How to Cross the Street: A Guide for New Yorkers and, We Guess, Everyone


Miss you, WALK sign. Miss you lots.
The other day, I approached a street corner in Park Slope at around the same time as a mother and her young child. I overheard the mother tell her son, “You see that hand? The hand means STOP, and the man means GO!” The child repeated after her, “The hand means STOP! And the man means GO!” I paused briefly next to them, looked up 4th Street to make sure there weren’t any cars coming, and crossed against the light. I heard the little boy say behind me, “She didn’t stop! She didn’t stop with the hand!” And I heard the mother reply, “She just broke the law. You should never do that.” I thought briefly about turning around and giving the mother and child the finger, but I didn’t. That kid will learn soon enough that his mom is a jerk. It’s not really my place to speed along that process.
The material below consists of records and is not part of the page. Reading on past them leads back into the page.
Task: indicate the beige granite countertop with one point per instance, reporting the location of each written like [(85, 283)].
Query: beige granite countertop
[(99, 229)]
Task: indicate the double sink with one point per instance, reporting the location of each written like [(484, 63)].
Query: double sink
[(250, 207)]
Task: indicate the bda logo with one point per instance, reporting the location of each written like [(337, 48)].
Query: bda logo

But so, jaywalking. Jaywalking has been in the news a lot lately for a couple of reasons, the first being the increased number of pedestrian deaths due to traffic accidents this year, including that of a nine-year-old struck and killed as he crossed the street with his father in a crosswalk. One of Bill de Blasio’s first initiatives as mayor, in fact, has been to announce his plan for “Vision Zero” which aims to reduce the number of traffic deaths in New York to, well, zero in the coming year. One of the ways that de Blasio intends to implement that plan seems to be to crack down on jaywalking, which, as we all know, has long seemed the god-given right of all New York pedestrians. Predictably, this jay-walking crackdown has caused a bit of commotion, what with the local tabloids eagerly reporting on incidents like one this week, where an 84-year-old man was allegedly beaten after he failed to understand cops ordering him to cross with the light. And New York magazine reported today that there has definitely been an increase in jaywalking tickets this year, which seems like it wouldn’t be hard to do considering that only 630 jaywalking tickets issued in all of 2013, and that “many of us probably committed 630 individual acts of jaywalking all on our own last year.”
And yet, despite the city’s need for responsible pedestrians who respect the rules of the road and so don’t do things like (my own pet peeve) cross in the middle of the street while pushing a stroller ahead of them, as some kind of baby-filled buffer against oncoming traffic, I think this jaywalking crackdown is ridiculous. Sure, it’s important to teach young children (or their adult equivalents, people not from New York) what the hand and the man mean. But it’s even more important to teach them that their safety is actually independent from whatever is up on the sign in front of them, because—all too often in this city—motorists (and cyclists!) do not obey the rules of the road, and so it benefits pedestrians to go further than just looking for the hand or the man. After all, the majority of pedestrian-involved traffic accidents occur in crosswalks. It’s not enough to follow the law as written. You have to be better than that. So here, for all of us who need a reminder, is how to cross a street:
1) Look both ways. Even on one-way streets. Cyclists who salmon are a real, dangerous thing.
2) Make sure nothing is coming.
3) Cross the street.
4) Repeat as necessary.
Good luck out there. Even though, really, it’s not really about luck. It’s mostly about being smart. So be smart out there.